Cette étude s’est forgée à partir de nombreux entretiens formels et informels, de moments partagés d’apprentissage et de création avec des figures qui reviendront tout le long de ce texte : Brian, mon premier contact et ami cree, qui m’a guidée et introduite dans son réseau de connaissances, dans sa famille, au cœur des cérémonies et des habitudes de la communauté amérindienne de Regina ; Sheila, qui m’a appris à broder et a inspiré une grande partie de mes réflexions sur la place des femmes et des artistes dans les sociétés des Plaines ; Jainie qui m’a elle aussi appris la broderie et m’a guidée vers les voies traditionalistes ; Whilma, qui m’a accueillie comme sa fille ; Lew, Mary-Ann, et tant d’autres. Pour recueillir ces paroles et mémoriser ces gestes, j’ai eu recours à tous les « outils » possibles : l’enregistrement sur dictaphone, les photographies, le stylo et le carnet, les dessins, et la confiance en ma mémoire…

Voici la ligne qui va être suivie dans ce texte : tout d’abord, je vais m’intéresser aux objets, à leurs « vies » et particularités dans le monde nord-amérindien, puis je tracerai les différentes voies parfois difficiles de leur transmission, et du savoir-faire qui leur donne naissance. Je suivrai ensuite le fil des mémoires de Sheila, Jainie, Whilma et Lew, en regard de la référence fixée dans les « manuels » de broderie.

Je distinguerai ensuite les liens tissés entre objets et êtres, entre présent et passé. Nous verrons qu’ils sont indissociables de ceux qui unissent mythes, rêves et pratiques sociales, structuration des êtres, des temporalités et des lieux. L’idée que « savoir faire c’est savoir vivre » sera mise en évidence lorsque nous nous attacherons à décrire les places réservées aux femmes et aux artistes dans les sociétés des Plaines.
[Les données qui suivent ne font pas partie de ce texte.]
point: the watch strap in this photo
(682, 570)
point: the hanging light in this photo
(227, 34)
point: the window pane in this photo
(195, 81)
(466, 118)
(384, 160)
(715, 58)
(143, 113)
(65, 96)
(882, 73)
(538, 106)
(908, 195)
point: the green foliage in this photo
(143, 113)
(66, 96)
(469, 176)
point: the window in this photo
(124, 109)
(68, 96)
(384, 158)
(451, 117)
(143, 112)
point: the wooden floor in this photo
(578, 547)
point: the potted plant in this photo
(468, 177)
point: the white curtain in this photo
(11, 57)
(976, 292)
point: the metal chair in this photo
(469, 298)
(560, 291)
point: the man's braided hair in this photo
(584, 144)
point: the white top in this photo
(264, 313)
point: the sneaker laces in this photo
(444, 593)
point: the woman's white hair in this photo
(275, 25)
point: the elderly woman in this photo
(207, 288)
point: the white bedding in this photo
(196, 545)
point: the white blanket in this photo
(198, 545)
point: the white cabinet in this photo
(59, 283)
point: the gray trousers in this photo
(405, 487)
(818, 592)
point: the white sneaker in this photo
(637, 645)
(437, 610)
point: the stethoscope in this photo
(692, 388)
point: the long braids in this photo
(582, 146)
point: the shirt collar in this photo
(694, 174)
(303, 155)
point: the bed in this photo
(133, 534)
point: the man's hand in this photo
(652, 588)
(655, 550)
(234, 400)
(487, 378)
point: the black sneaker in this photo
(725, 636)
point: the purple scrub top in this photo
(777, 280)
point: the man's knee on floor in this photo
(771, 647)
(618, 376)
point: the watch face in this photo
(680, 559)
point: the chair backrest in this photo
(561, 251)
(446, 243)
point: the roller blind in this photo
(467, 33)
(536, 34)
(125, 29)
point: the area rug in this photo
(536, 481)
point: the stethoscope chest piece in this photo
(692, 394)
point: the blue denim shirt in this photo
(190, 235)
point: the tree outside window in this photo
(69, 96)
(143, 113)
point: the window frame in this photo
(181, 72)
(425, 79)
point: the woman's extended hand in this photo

Enfin, pour mieux comprendre l’art des « tisseuses de mondes », je tenterai d’interroger quels motifs elles choisissent et pourquoi, et quelles sont leurs places dans l’univers symbolique que nous avons décrit. Entre langage, symbole et métaphore, l’interrogation doit porter sur les natures et les fonctions de ces images, lieux d’expression et de création de l’interconnexion.

Notes
1.

Chris Eyre, Smoke signals, Miramax films et Shadowcatchers Entertainment, 1998, prix du public et des réalisateurs au festival de Sundance en 1998, sorti en France sous le titre de “Phoenix Arizona”, d’après le roman Phoenix Arizona, de Sherman Alexie (titre original : The Lone-ranger and Tonto Fist-fight in Heaven, 1993).

2.

"décepteur" : héros mythique qui joue des tours, démiurge donnant naissance au monde par ses erreurs et errances. Il peut prendre des formes et visages multiples, Coyote, Corbeau, Iktomi l’homme-araignée…

3.

pensionnats indiens : nous reviendrons en détails sur leur importance dans le chapitre consacré aux ruptures de la transmission (II/1).

4.

ORCHARD W.C., The Technique of Porcupine Quill Decoration among the Indians of North America., (1916), Liberty: Eagle’s View Publishing, 1984, p. 3.

5.

Voir chez Wissler Clark, Lowie Robert H., Hassrick Royal B. d’abord, puis Bebbington Julia, Vazeilles Danièle etc…

6.

Je me situe ainsi dans une certaine tradition ethnographique quant au traitement de « l’objet », non sans rappeler les démarches de Pierre Clastres (l’arc et le panier) ou Bronislaw Malinowski (le canoë trobriandais).

7.

American Indian Art Magazine : été 90, volume 15, n° 3.

8.

Voir par exemple, HOBSBAWM Eric & RANGER Terence, in The Invention of Tradition, Cambridge: Cambridge University Press, 1983.

9.

Elders : j’ai décidé de gardé la majuscule telle qu’elle est toujours indiquée en anglais, comme marque de respect et déférence, autant qu’indice de la charge sociale, de la fonction, du statut spécifique des Anciens en tant que conseillers spirituels et politiques.

10.

Littéralement :"raconter des histoires". Il s’agit de la pratique qui consiste à raconter les mythes mais aussi légendes et anecdotes, dans un but éducatif, didactique et bien souvent moral.